Crescimento Mundial Para 2025 Revisto em Baixa, Mas Sinais De Desinflação Dão Esperança
- Economia global deverá crescer 3,1% em 2025, com desaceleração mais forte nas economias avançadas, enquanto a inflação recua de forma gradual
- Projecções do FMI apontam para crescimento global de 3,1% em 2025, após 3,2% em 2024;
- Economias avançadas abrandam para 1,6%, penalizadas pela política monetária restritiva e menor dinamismo da Zona Euro e dos EUA;
- China enfrenta travão mais acentuado, com expansão de apenas 3,9%, reflexo da crise no sector imobiliário e das tensões comerciais;
- Inflação global recua de 5,6% em 2023 para 4,5% em 2024 e 3,8% em 2025, aproximando-se gradualmente da meta das principais autoridades monetárias;
- FMI alerta para riscos persistentes: escalada das tensões geopolíticas, fragmentação do comércio e vulnerabilidades da dívida em economias emergentes.
A economia mundial deverá crescer 3,1% em 2025, uma ligeira desaceleração face aos 3,2% registados em 2024, segundo o World Economic Outlook (WEO) divulgado em Julho pelo Fundo Monetário Internacional. Apesar do abrandamento, o relatório sublinha que a desinflação está a ganhar força, aproximando as taxas globais dos níveis meta, ainda que persistam riscos elevados.
De acordo com o FMI, as economias avançadas são o principal motor da desaceleração, com crescimento projetado em apenas 1,6% em 2025, contra 1,8% no ano anterior.

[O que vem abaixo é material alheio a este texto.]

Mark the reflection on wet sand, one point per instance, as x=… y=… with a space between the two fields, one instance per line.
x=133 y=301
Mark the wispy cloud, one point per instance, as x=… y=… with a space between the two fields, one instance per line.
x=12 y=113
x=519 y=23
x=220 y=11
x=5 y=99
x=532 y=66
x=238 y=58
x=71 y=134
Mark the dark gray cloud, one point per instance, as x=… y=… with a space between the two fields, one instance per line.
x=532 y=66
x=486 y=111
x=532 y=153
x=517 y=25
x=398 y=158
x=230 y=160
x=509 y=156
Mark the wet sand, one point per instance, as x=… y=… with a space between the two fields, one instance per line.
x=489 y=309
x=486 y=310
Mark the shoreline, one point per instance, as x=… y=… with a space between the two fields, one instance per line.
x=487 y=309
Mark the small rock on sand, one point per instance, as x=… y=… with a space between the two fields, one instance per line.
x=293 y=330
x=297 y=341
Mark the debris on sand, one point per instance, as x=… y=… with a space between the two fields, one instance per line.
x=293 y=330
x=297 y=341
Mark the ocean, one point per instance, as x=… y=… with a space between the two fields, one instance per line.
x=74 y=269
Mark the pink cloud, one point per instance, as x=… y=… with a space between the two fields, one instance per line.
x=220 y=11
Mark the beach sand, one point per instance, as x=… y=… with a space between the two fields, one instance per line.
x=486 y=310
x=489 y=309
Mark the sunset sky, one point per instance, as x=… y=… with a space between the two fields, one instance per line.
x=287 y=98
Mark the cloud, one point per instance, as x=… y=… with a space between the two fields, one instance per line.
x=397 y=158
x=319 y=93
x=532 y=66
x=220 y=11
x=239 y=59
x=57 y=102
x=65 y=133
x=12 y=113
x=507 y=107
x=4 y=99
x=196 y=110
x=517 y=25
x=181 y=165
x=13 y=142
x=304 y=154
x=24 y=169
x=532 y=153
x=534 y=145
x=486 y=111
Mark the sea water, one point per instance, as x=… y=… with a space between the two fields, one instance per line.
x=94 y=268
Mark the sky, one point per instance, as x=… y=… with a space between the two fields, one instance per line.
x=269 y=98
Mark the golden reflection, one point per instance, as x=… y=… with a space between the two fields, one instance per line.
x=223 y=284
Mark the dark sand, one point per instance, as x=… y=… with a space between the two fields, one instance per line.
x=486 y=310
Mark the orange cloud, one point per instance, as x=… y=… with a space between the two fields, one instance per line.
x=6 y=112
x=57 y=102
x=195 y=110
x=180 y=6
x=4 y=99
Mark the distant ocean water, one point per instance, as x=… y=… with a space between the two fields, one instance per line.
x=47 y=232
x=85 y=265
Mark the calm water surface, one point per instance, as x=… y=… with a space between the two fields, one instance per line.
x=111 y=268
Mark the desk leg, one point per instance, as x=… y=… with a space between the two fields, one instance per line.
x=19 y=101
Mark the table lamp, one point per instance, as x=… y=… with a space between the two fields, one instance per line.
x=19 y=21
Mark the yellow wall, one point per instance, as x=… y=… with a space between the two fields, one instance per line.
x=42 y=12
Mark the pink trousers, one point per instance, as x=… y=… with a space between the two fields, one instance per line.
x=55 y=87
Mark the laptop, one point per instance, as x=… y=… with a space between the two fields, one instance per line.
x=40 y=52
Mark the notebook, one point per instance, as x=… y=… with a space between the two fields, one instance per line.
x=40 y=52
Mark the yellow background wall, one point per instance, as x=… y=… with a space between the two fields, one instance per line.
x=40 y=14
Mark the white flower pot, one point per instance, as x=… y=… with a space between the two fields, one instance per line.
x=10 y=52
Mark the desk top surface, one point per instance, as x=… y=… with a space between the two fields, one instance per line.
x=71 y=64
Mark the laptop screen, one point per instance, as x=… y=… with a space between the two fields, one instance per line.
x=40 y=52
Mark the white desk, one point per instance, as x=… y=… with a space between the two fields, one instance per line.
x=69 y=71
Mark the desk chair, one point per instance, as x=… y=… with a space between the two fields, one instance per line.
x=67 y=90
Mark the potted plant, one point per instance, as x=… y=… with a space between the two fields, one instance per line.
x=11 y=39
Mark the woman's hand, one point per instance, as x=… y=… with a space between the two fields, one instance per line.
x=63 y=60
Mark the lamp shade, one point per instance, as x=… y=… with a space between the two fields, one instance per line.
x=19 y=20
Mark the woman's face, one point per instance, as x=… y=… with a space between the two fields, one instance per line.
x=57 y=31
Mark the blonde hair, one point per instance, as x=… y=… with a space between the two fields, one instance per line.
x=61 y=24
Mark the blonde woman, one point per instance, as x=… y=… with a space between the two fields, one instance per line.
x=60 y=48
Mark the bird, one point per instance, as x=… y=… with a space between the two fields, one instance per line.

Nos Estados Unidos, o PIB deverá crescer 2,0%, com a política monetária restritiva e a desaceleração do consumo a condicionarem a expansão. Já na Zona Euro, a previsão é de 1,2%, marcada por fraca procura interna e persistência de juros elevados.
A China, segunda maior economia do mundo, regista uma revisão em baixa significativa: o crescimento deverá cair para 3,9% em 2025, reflexo da prolongada crise no sector imobiliário, do enfraquecimento da procura externa e da intensificação das tensões comerciais com os Estados Unidos e aliados.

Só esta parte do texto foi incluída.